U.S. Law prohibits companies from employing people younger than 18 to work in meat processing plants because of the hazards.

The Labor Department alleged that Fayette used 15 underage workers at a Perdue Farms plant in Accomac, Virginia, and at least nine at Seaboard Triumph Foods in Sioux City, Iowa. The work included sanitizing dangerous equipment like head splitters, jaw pullers and meat bandsaws in hazardous conditions where animals are killed and rendered.

One 14-year-old was severely injured while cleaning the drumstick packing line belt at the plant in Virginia, the investigation alleged.

Perdue Farms and Seaboard Triumph Foods said in February they terminated their contracts with Fayette.

The agreement stipulates that Fayette will hire a third-party consultant to monitor the company’s compliance with child labor laws for at least three years, as well as to facilitate trainings. The company must also establish a hotline for individuals to report concerns about child labor abuses.

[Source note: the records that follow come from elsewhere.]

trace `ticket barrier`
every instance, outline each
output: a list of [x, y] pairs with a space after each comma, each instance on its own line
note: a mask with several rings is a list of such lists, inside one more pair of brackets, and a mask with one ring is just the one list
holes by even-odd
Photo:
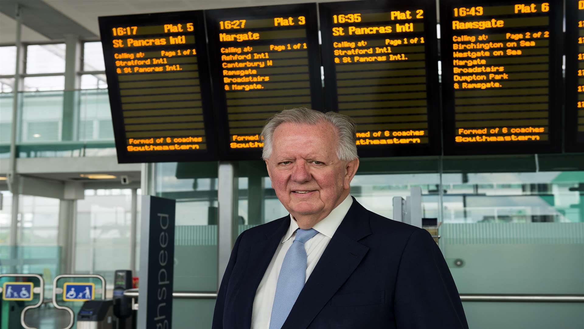
[[88, 300], [77, 314], [77, 329], [115, 329], [113, 301]]
[[116, 316], [116, 329], [134, 329], [136, 327], [135, 311], [132, 310], [132, 299], [124, 296], [124, 292], [132, 288], [132, 271], [117, 270], [114, 273], [113, 314]]
[[133, 329], [135, 328], [131, 298], [124, 291], [132, 287], [132, 272], [114, 273], [113, 299], [87, 300], [77, 314], [77, 329]]
[[[37, 329], [34, 327], [29, 327], [25, 323], [25, 314], [26, 312], [33, 309], [40, 307], [43, 301], [44, 296], [44, 279], [38, 274], [0, 274], [0, 278], [2, 277], [36, 277], [39, 279], [40, 285], [34, 286], [32, 282], [5, 282], [2, 286], [0, 287], [0, 293], [2, 293], [2, 299], [8, 301], [30, 301], [34, 298], [34, 294], [39, 295], [39, 302], [34, 305], [29, 305], [24, 307], [20, 311], [20, 325], [25, 329]], [[9, 325], [12, 327], [13, 324], [10, 323]], [[18, 325], [18, 324], [16, 324]]]
[[[99, 279], [101, 281], [102, 283], [102, 298], [101, 300], [94, 300], [95, 298], [95, 286], [93, 283], [84, 283], [79, 282], [66, 282], [63, 285], [63, 289], [57, 289], [57, 282], [63, 278], [69, 278], [69, 279]], [[73, 327], [73, 324], [75, 323], [75, 313], [72, 310], [67, 307], [67, 306], [63, 306], [62, 305], [59, 305], [57, 302], [57, 296], [59, 293], [63, 294], [63, 300], [65, 301], [84, 301], [83, 307], [82, 307], [81, 310], [84, 309], [85, 306], [85, 303], [88, 301], [96, 302], [99, 303], [100, 302], [104, 302], [106, 299], [106, 280], [103, 276], [97, 275], [97, 274], [62, 274], [61, 275], [58, 275], [55, 277], [55, 279], [53, 280], [53, 305], [55, 309], [59, 309], [61, 310], [65, 310], [69, 313], [69, 324], [64, 328], [59, 328], [58, 329], [71, 329]], [[112, 305], [112, 301], [109, 300], [109, 310], [106, 311], [106, 313], [109, 311], [113, 314], [113, 308]], [[93, 303], [90, 303], [89, 305], [92, 305]], [[88, 306], [91, 307], [91, 306]], [[93, 306], [95, 307], [95, 306]], [[101, 311], [103, 307], [106, 307], [107, 309], [107, 303], [105, 305], [102, 305], [100, 306], [99, 310]], [[81, 311], [80, 312], [81, 313]], [[99, 313], [101, 314], [102, 313]], [[79, 315], [77, 318], [78, 321], [79, 321]], [[106, 317], [107, 319], [107, 317]], [[112, 321], [113, 320], [112, 316], [110, 316], [110, 321]], [[91, 322], [91, 321], [88, 321]], [[95, 322], [95, 321], [93, 321]], [[89, 327], [79, 327], [79, 324], [82, 325], [89, 325]], [[109, 327], [92, 327], [95, 324], [85, 324], [78, 322], [77, 328], [81, 329], [81, 328], [107, 328], [107, 329], [112, 328], [112, 322], [109, 324]]]

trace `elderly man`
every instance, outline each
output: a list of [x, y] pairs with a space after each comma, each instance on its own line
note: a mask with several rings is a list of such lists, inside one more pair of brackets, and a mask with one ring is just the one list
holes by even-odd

A spokesperson for Fayette told The Associated Press in February that the company was cooperating with the investigation and has a “zero-tolerance policy for minor labor.”

In response to the case, Perdue Farms launched its own investigation, the company said last year, adding that child labor has no place in its business. “We are appalled by these recent allegations as they are not representative of who we are as a company and what we stand for,” Perdue said in a statement. “To that end, we are conducting a comprehensive third-party audit of child labor prevention and protection procedures, including a compliance audit of contractors and identity fraud review.”

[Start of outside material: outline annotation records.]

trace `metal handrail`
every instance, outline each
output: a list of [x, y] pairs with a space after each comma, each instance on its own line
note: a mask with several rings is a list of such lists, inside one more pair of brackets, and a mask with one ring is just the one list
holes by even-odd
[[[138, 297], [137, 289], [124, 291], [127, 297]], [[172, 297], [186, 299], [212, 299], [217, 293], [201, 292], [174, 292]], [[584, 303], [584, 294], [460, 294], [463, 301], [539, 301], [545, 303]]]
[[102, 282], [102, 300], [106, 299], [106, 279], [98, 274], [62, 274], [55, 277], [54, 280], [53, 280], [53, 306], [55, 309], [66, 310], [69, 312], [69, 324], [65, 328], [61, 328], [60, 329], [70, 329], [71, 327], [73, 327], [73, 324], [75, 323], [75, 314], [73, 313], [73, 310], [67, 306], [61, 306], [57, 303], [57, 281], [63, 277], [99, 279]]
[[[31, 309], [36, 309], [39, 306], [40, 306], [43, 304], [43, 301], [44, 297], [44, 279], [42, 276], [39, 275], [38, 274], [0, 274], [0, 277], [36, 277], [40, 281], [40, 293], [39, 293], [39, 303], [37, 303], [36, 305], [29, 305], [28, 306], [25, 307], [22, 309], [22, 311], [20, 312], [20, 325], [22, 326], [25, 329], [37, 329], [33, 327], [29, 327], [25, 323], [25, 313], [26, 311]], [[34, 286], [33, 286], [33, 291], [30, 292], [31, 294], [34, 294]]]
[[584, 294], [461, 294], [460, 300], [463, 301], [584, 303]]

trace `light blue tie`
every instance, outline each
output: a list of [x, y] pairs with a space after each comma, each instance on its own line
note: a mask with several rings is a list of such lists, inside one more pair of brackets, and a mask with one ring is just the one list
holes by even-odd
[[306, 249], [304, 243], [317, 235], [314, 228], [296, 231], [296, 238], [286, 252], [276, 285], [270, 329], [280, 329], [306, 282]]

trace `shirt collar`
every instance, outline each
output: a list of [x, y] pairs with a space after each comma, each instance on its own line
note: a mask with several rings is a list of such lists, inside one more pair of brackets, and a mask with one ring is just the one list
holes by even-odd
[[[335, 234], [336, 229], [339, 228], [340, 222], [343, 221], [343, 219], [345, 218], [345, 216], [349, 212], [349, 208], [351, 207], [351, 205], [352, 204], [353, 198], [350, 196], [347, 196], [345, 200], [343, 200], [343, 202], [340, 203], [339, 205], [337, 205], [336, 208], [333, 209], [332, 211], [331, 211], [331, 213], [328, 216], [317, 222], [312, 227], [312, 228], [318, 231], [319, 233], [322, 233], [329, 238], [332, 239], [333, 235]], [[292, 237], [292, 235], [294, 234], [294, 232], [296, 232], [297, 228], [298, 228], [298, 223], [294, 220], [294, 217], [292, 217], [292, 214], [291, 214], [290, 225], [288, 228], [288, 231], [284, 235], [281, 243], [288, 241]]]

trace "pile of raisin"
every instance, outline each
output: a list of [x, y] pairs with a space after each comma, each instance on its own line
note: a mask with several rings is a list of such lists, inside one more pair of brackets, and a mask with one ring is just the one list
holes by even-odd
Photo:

The Labor Department has called attention to a growing list of child labor violations across the country, including the fatal mangling of a 16-year-old working at a Mississippi poultry plant, the death of a 16-year-old after an accident at a sawmill in Wisconsin, and last year’s report of more than 100 children illegally employed by Packers Sanitation Services Inc., or PSSI, across 13 meatpacking plants. PSSI paid over $1.5 million in civil penalties.

The Labor Department’s latest statistics indicate the number of children being employed illegally in the U.S. Has increased 88% since 2019.